You're pregnant and glowing, and you and your partner are anticipating the big day. But before the groggy, late-night feedings begin and the sleep deprivation sets in, why not get the heck out of dodge? That's right, grab your partner and embark on a babymoon!
What is a Babymoon?
Hotels are offering moms- and dads-to-be the indulgence of "getting away from it all" with coveted snuggle time in elegant accommodations with scenic views, keepsake gifts at check-in, pregnancy body pillows, in-room movies, relaxing CDs of lullabies, gift certificates to local restaurants and baby clothiers, gift baskets of pregnancy-friendly goodies, milk and cookies at bedtime, and breakfast in bed. Other luxuries these babymoon packages offer include vegetables and fruit trays served daily, couples massages and various spa treatments, poolside dining, complimentary parking, roundtrip airport transfers, late checkout—and yes—even pickles and ice cream for her, and cognac and cigars for him.
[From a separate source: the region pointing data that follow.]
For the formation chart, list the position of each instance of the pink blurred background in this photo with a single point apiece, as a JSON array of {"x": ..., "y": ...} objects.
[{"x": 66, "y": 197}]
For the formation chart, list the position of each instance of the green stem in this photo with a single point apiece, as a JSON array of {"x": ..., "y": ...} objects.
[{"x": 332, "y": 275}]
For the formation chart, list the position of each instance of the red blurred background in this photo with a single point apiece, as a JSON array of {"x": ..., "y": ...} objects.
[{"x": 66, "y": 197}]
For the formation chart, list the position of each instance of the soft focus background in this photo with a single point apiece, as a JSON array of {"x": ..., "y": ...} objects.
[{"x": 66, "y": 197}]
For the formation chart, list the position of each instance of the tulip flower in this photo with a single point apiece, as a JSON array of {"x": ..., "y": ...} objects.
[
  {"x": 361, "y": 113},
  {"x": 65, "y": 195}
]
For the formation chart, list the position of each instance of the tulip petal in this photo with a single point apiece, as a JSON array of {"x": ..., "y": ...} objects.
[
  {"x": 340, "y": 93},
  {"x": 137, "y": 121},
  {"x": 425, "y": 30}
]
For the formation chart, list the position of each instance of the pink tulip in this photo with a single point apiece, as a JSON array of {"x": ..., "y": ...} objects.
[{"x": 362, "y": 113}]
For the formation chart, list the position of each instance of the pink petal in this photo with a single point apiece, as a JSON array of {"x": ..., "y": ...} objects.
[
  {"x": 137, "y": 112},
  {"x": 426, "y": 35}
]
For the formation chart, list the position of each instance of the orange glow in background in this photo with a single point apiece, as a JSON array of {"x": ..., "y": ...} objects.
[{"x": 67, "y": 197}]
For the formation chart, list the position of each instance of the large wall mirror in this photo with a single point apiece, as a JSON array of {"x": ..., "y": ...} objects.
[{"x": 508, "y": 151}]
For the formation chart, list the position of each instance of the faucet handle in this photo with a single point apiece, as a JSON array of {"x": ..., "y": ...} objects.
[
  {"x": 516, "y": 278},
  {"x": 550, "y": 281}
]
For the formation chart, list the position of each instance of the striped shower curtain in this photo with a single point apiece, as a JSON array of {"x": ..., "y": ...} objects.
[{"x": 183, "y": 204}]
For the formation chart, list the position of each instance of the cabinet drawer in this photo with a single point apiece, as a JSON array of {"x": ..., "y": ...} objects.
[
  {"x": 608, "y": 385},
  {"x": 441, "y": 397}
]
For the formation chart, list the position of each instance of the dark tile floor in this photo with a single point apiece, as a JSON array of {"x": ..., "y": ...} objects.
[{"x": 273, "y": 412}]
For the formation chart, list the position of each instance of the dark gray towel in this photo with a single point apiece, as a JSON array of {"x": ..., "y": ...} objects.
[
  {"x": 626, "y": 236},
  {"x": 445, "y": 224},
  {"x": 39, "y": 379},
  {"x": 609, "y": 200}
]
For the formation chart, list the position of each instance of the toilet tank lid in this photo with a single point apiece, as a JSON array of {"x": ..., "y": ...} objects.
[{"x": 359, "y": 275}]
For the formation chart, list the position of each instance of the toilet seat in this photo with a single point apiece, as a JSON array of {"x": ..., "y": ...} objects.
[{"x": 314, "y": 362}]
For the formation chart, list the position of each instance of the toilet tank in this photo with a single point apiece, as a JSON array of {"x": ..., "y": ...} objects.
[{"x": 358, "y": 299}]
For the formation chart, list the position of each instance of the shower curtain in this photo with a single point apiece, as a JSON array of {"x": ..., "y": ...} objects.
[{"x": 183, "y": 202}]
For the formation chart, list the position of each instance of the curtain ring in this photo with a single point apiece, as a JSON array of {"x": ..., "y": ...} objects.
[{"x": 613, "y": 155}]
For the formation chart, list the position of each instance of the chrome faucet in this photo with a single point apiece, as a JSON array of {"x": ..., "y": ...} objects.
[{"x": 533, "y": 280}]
Travel-savvy couples today, who most likely have two wage earners and more income to spend on these getaway splurges, are taking advantage of the precious time they have together alone before "baby makes three," according to many hoteliers. Indeed, this is a huge market to, well, cuddle, as there are approximately six million pregnancies every year throughout the United States, according to the American Pregnancy Association.
The term "babymoon," once coined by British author and childbirth educator Sheila Kitzinger, has been defined as the important time a family spends together alone during a baby's first few days of life. This alone time helps mothers and fathers bond with their baby as well as adjust to their new roles as parents; however, the travel industry sees this babymoon time as a way to appeal to a specialized market—even before the bundle of joy arrives.
Jessica Solberg, who lives in the Lake Tahoe area and now has twins, says it was her idea to take a babymoon with her husband at Bodega Bay Lodge and Spa in Northern California last year when she was six months pregnant. "You just get so caught up in day-to-day work," she says. "It helped us to appreciate the magnitude of what was about to happen." Even though she couldn't participate in strenuous activities, she was able to enjoy short day trips to nearby farmers markets and antique shops, and says the relaxing time away with her husband at a nice location was invaluable. Plus, her husband was able to do something he enjoys but that he couldn't do from home—take a run on the beach right from their door.